A feiúra é, então, relativa e pode ser apenas uma máscara de proteção, como uma carranca na proa de um barco para afastar os maus espíritos. Diversas culturas praticam tal expediente. Mais uma vez, é a bela Catherine Deneuve que me vem à memória, quando no filme Indochina, interpretando Eliane, ela saúda o seu neto recém-nascido dizendo: “Como ele é feio!”, e acrescenta bem baixinho “É para protegê-lo dos maus espíritos, que viriam buscá-lo se descobrissem o quanto ele é belo”.

Então, chamem-me de O FEIO que também estarei protegido dos maus espíritos e quem sabe atrairei um anjo da guarda como Clint Eastwood, O BELO.
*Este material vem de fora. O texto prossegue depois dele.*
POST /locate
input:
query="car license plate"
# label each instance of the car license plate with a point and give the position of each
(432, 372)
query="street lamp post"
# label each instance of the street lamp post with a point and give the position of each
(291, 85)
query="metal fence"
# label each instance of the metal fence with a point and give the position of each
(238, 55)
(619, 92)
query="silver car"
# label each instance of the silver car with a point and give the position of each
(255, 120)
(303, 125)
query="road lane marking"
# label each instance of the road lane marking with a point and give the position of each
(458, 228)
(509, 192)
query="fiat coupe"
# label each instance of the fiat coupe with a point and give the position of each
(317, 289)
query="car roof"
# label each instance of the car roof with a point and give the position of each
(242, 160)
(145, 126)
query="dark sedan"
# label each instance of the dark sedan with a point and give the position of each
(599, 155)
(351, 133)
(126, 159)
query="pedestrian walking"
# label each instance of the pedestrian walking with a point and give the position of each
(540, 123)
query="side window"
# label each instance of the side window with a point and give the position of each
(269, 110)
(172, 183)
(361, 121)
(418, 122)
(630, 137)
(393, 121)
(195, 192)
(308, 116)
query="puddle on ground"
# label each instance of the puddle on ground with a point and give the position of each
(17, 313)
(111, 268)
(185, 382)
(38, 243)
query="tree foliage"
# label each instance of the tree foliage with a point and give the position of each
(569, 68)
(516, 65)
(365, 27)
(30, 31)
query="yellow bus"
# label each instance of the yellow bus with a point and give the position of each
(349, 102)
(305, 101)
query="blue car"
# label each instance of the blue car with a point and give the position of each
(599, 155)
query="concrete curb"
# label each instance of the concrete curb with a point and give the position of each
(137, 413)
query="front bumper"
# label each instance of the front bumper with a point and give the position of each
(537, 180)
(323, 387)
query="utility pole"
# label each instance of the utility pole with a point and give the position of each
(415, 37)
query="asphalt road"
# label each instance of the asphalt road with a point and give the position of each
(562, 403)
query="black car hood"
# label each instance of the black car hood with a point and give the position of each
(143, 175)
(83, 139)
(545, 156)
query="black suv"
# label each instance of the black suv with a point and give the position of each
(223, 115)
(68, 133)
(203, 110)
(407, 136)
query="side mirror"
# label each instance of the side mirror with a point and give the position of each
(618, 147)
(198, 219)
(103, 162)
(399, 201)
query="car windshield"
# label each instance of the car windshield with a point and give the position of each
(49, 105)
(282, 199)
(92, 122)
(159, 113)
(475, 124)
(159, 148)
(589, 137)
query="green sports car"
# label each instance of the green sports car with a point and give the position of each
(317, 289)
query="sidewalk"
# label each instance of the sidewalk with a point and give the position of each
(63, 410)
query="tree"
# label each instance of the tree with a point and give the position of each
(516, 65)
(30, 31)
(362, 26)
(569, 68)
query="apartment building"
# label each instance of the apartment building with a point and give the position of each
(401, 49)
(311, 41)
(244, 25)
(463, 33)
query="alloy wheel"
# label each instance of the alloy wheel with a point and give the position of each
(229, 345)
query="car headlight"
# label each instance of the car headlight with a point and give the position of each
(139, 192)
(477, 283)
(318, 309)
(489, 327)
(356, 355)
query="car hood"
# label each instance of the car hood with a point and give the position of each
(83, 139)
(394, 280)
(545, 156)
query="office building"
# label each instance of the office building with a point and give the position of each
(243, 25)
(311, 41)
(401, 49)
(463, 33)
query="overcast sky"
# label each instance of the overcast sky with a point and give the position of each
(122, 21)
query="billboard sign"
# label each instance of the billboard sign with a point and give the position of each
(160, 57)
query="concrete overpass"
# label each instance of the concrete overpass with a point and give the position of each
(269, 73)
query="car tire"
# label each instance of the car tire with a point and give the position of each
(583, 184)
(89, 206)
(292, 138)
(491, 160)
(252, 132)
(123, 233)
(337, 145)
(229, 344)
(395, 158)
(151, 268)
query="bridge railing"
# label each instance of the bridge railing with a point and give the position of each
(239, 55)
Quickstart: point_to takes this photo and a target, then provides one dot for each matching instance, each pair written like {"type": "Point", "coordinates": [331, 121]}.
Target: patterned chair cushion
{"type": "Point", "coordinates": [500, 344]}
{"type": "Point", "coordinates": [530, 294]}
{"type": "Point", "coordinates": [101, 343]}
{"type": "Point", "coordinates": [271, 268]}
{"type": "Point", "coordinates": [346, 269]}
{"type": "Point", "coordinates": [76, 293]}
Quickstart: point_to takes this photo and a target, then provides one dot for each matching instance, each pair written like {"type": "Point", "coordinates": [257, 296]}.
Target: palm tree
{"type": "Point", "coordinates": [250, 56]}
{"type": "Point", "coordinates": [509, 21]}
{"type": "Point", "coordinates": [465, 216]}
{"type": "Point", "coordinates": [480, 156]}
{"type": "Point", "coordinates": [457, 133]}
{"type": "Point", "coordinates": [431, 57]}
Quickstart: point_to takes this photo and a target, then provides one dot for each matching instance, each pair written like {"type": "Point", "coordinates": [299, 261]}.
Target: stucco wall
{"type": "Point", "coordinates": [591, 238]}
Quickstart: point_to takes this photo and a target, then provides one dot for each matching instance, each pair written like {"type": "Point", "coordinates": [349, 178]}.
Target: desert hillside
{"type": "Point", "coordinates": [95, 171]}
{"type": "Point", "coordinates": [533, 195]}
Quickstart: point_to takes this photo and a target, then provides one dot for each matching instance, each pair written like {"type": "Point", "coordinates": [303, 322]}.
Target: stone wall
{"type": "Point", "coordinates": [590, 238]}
quarta-feira, 10 de setembro de 2008

Angel Eyes, O Mau


Às vezes, nos deparamos com títulos e nomes de personagens que são uma síntese perfeita de seu espírito - só por isso mereciam um prêmio. Em O bom, o mau e o feio (Il, Buono, Il Brutto, Il Cattivo - Itália - 1966), chamado no Brasil Três Homens em Conflito, Lee Van Cleef é Angel Eyes, O Mau.

Nos extras do DVD duplo do filme restaurado, ficamos sabendo que os olhos de Lee Van Cleef, penetrantes e absolutamente inconfundíveis, pesaram sobremaneira na escolha do diretor Sérgio Leone. Um diretor cujo estilo dizem ser operístico, marcado por alternâncias radicais de um grande plano geral diretamente para um close up, pela dança de olhares sem fala. Mesmo na tela da televisão, o olhar de Lee Van Cleef é perfurante, atravessa a tela (palavras de Leone); fico imaginando o impacto no cinema, na sala escura, na tela grande...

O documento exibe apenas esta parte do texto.